Molly tem
dezessete anos, teve um total de 26 crushes até agora e nunca foi beijada. Isso
porque, quando tem um crush, Molly fica travada diante da possibilidade de que
algo real possa acontecer entre eles. Ou ela entra em cena muda e sai calada,
se afasta rapidamente assim que surge a oportunidade ou simplesmente se fecha
para qualquer oportunidade de algo mais. Afinal, ela é uma menina gorda e acha
que não teria chances no amor e prefere agir com cautela para não passar
vergonha ou levar um fora.
Quando sua
irmã gêmea e companheira de vida, Cassie arruma uma namorada, Molly se vê
sozinha e se sente abandonada, fazendo com que seus sentimentos de solidão
fiquem ainda mais aflorados e seu desejo por um namorado aumente cada vez mais.

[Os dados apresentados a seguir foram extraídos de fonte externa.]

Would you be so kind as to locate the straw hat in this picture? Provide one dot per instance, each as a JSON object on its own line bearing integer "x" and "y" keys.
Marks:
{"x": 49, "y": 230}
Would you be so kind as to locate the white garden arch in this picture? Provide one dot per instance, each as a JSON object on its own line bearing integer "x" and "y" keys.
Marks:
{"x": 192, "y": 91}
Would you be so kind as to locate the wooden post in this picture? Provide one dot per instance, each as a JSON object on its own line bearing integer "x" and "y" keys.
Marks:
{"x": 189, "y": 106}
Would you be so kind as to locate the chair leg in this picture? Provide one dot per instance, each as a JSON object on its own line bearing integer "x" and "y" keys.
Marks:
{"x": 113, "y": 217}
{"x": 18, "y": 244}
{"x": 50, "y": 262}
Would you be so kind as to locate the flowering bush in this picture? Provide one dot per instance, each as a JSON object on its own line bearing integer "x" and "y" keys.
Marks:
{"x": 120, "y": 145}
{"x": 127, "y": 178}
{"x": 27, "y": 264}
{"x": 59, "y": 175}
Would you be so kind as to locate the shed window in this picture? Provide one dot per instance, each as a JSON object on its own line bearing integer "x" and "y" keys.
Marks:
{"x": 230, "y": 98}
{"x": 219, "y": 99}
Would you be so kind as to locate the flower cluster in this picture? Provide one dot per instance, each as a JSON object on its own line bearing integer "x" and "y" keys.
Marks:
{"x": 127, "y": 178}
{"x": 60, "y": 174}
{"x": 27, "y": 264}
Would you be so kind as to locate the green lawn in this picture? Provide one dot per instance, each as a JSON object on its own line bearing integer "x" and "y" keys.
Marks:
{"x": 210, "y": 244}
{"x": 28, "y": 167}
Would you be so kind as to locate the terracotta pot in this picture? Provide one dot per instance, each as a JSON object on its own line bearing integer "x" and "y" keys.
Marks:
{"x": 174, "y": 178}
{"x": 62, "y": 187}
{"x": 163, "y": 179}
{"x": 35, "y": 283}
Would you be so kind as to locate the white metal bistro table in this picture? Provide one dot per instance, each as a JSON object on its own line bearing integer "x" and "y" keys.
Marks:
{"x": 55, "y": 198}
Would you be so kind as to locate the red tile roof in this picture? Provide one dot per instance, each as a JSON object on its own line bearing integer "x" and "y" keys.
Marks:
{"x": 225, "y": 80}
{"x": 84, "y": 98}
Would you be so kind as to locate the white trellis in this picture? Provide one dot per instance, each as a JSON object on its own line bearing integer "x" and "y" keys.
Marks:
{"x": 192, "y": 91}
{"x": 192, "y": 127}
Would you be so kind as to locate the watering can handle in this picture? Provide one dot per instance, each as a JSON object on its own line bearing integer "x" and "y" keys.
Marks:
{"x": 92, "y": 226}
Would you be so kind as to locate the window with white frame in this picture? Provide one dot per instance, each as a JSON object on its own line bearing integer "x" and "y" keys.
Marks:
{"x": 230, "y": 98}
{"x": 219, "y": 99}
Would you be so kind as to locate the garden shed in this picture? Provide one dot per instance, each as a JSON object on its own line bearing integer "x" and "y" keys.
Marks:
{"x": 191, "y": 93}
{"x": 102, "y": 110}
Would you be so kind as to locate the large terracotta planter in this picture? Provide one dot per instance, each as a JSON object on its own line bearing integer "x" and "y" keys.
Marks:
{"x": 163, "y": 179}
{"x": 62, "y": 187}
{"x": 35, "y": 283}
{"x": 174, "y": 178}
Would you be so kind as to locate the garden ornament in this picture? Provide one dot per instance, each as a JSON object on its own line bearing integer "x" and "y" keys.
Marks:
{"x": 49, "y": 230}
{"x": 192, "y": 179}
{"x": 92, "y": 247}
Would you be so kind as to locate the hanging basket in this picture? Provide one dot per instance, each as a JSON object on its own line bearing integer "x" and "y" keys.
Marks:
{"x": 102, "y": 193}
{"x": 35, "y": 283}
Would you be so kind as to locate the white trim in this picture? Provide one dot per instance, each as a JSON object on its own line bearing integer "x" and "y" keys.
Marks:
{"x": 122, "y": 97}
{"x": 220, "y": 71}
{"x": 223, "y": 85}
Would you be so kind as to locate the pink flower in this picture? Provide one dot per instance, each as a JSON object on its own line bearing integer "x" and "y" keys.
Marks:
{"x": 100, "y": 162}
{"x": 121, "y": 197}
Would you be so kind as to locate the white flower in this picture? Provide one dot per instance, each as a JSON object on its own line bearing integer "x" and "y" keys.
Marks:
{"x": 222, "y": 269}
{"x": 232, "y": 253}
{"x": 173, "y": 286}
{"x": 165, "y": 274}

E ela tem uma ótima opção para entrar nessa vida romântica que todos estão
vivendo. Mina, a namorada de sua irmã, é melhor amiga do fofo e hipster, Will,
e talvez Molly tenha chances com ele.
Porém,
disputando a vaga de vigésimo sétimo crush de Molly está Reid, o garoto alto e
fofo que trabalha com ela, que adora Tolkien, visita feiras medievais e usa
tênis tão brancos que chegam a ser ridículos. Mas será que ele seria uma opção
ideal para se tornar namorado de nossa protagonista?
Desde que li
a sinopse de Os 27 Crushes de Molly,
estava louca para ler esse livro! Então, assim que a oportunidade surgiu,
mergulhei nessa história para conhecer melhor Molly e seus crushes. Devo dizer
que a obra é muito legal e fofa, fiquei encantada pelo casal, adorei diversos
personagens (e queria tê-los conhecido melhor), amei o fato de a autora
apresentar pessoas normais e diferentes entre si, além de incluir
representatividades aos montes. Porém, faltou um algo a mais para me fazer
ficar apaixonada.
Acho que algumas
situações tiveram uma profundidade meio rasa. Como, por exemplo, o fato de
Molly tomar remédios para ansiedade. Esse fato foi citado algumas vezes, mas Albertalli
não trabalhou muito com eles. Sei que a intenção da obra não era isso, mas
queria ver mais sobre o assunto e como a protagonista conseguiu superar uma
fase ruim e agora consegue viver normalmente. Também acho que alguns diálogos e
os momentos em que ela saía com os amigos podiam ser melhor desenvolvidos. Em
diversas situações vemos Molly fazendo alguma coisa com as pessoas ao seu
redor, porém não tivemos grandes oportunidades de conhecê-los mais a fundo. O
próprio triângulo amoroso não foi muito explorado, já que conhecemos bem pouco
as duas pontas, exceto por pensamentos de Molly dizendo que gostava de um ou
que deveria gostar do outro. Mas senti falta de ver isso acontecendo, de
“entender” seus sentimentos caso ela não falasse neles.
Algo que
achei realmente maravilhoso é que a autora trabalhou com diversas
representatividades de maneira bem natural, como deveria acontecer na vida real
em todos os lugares. Há pessoas bem diferentes, de religiões diferentes, de
culturas variadas, com orientações sexuais distintas ou não definidas, com
ideias de vida diversas, etc. E todo mundo se respeita e aceita o próximo como
ele é. Claro que tem um ou outro personagem que é um pouco ridículo ou faz
comentários desnecessários, mas a maioria ainda assim consegue mudar de ideia
ou de atitude até o final da obra. E isso foi lindo!